A Machine Learning Framework for Resource Allocation Assisted by Cloud Computing

Abstract

Conventionally, the resource allocation is formulated as an optimization problem and solved online with instantaneous scenario information. Since most resource allocation problems are not convex, the optimal solutions are very difficult to be obtained in real time. Lagrangian relaxation or greedy methods are then often employed, which results in performance loss. Therefore, the conventional methods of resource allocation are facing great challenges to meet the ever-increasing QoS requirements of users with scarce radio resource. Assisted by cloud computing, a huge amount of historical data on scenarios can be collected for extracting similarities among scenarios using machine learning. Moreover, optimal or near-optimal solutions of historical scenarios can be searched offline and stored in advance. When the measured data of current scenario arrives, the current scenario is compared with historical scenarios to find the most similar one.
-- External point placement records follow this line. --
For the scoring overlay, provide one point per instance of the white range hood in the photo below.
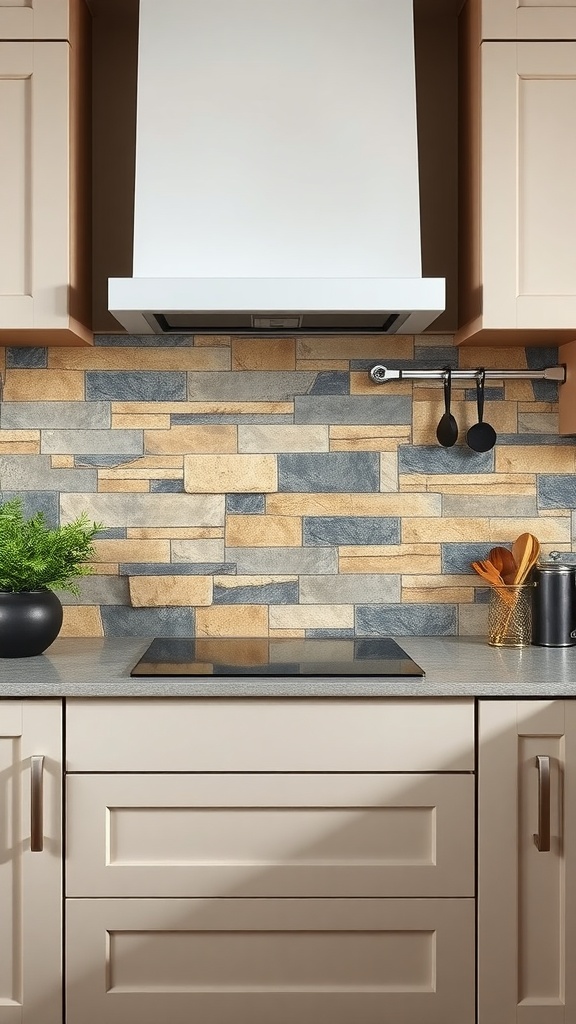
(277, 171)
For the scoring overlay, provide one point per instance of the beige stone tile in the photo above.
(253, 353)
(153, 591)
(137, 486)
(444, 528)
(233, 621)
(354, 504)
(50, 385)
(81, 621)
(174, 532)
(370, 346)
(145, 421)
(534, 459)
(312, 616)
(161, 357)
(184, 440)
(263, 531)
(557, 529)
(222, 473)
(272, 437)
(131, 551)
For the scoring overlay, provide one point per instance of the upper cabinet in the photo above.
(518, 214)
(45, 266)
(527, 18)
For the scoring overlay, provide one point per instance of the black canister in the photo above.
(553, 605)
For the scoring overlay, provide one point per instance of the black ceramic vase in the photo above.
(29, 622)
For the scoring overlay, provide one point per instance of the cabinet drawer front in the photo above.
(220, 962)
(250, 735)
(270, 835)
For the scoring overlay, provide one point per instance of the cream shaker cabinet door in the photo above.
(527, 862)
(295, 835)
(287, 961)
(31, 862)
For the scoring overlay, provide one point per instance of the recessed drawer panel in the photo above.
(252, 735)
(225, 961)
(270, 835)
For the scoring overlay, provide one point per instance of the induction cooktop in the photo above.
(284, 656)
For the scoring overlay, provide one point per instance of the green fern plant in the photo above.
(35, 557)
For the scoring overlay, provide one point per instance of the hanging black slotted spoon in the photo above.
(447, 430)
(482, 436)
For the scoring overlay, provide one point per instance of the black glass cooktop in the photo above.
(286, 656)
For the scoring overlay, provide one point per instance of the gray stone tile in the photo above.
(331, 382)
(283, 561)
(76, 415)
(389, 409)
(27, 358)
(434, 459)
(364, 588)
(270, 593)
(489, 505)
(351, 529)
(176, 568)
(91, 441)
(248, 385)
(36, 501)
(99, 590)
(135, 385)
(407, 620)
(121, 622)
(556, 491)
(145, 340)
(329, 471)
(245, 504)
(33, 472)
(129, 509)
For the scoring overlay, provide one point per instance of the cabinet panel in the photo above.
(244, 735)
(30, 880)
(227, 961)
(270, 835)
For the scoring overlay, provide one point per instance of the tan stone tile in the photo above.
(557, 529)
(534, 458)
(222, 473)
(153, 591)
(263, 531)
(312, 616)
(50, 385)
(131, 551)
(274, 353)
(353, 504)
(142, 422)
(361, 383)
(137, 486)
(201, 438)
(233, 621)
(160, 357)
(444, 528)
(81, 621)
(174, 532)
(371, 346)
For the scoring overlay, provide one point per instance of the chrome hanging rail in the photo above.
(380, 375)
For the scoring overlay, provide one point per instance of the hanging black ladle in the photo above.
(447, 430)
(482, 436)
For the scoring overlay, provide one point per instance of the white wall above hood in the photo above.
(277, 170)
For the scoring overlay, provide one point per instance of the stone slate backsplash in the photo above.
(269, 487)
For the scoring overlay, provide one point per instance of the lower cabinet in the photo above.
(31, 862)
(527, 862)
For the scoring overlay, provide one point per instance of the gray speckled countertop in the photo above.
(455, 667)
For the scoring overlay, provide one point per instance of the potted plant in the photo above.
(35, 560)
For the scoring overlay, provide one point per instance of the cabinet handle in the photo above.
(542, 837)
(37, 804)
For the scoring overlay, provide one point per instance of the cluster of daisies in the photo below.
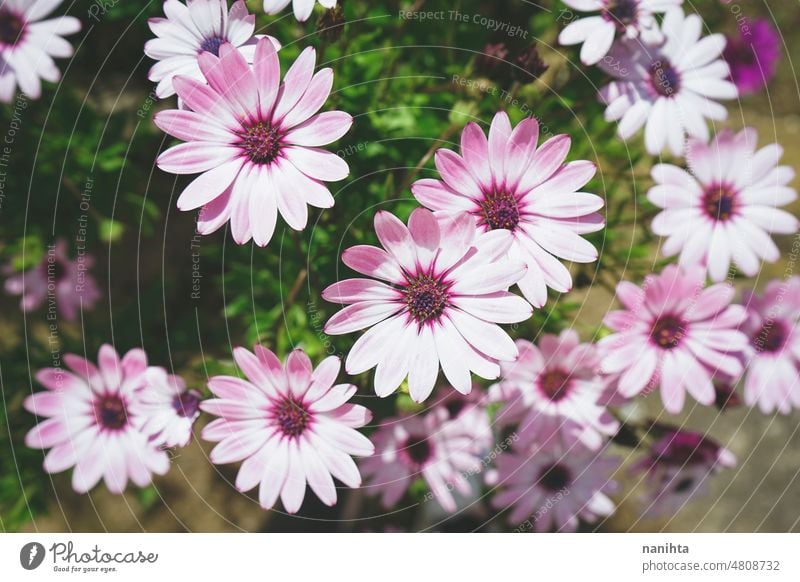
(496, 229)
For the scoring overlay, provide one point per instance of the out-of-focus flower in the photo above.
(675, 328)
(28, 45)
(68, 282)
(672, 88)
(523, 194)
(255, 142)
(725, 210)
(289, 424)
(449, 290)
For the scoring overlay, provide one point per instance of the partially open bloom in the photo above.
(671, 87)
(772, 375)
(725, 210)
(522, 192)
(90, 424)
(554, 390)
(28, 45)
(69, 282)
(448, 291)
(554, 488)
(628, 18)
(192, 28)
(289, 424)
(255, 141)
(676, 470)
(674, 328)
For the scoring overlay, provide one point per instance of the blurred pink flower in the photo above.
(289, 424)
(524, 193)
(90, 423)
(449, 290)
(254, 141)
(67, 282)
(28, 45)
(192, 28)
(675, 328)
(725, 209)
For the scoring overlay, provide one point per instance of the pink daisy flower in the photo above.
(289, 424)
(555, 488)
(725, 209)
(671, 87)
(524, 193)
(772, 374)
(674, 328)
(90, 424)
(628, 18)
(555, 391)
(255, 142)
(56, 275)
(448, 291)
(193, 28)
(28, 45)
(165, 409)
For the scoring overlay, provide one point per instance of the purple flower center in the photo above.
(111, 412)
(665, 78)
(668, 331)
(719, 202)
(261, 142)
(499, 210)
(426, 297)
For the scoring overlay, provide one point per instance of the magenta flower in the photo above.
(523, 193)
(551, 489)
(725, 209)
(555, 390)
(192, 28)
(628, 18)
(289, 424)
(674, 328)
(90, 424)
(671, 88)
(255, 142)
(66, 281)
(28, 45)
(772, 375)
(753, 55)
(448, 291)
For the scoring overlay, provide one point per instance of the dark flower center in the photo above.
(500, 210)
(668, 331)
(665, 78)
(719, 202)
(111, 412)
(261, 142)
(426, 298)
(555, 478)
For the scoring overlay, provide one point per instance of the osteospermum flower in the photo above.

Then, the optimal or near-optimal solution in the most similar historical scenario is adopted to allocate the radio resources for the current scenario. To facilitate the application of new design philosophy, a machine learning framework is proposed for resource allocation assisted by cloud computing. An example of beam allocation in multi-user massive multiple-input-multiple-output (MIMO) systems shows that the proposed machine-learning based resource allocation outperforms conventional methods.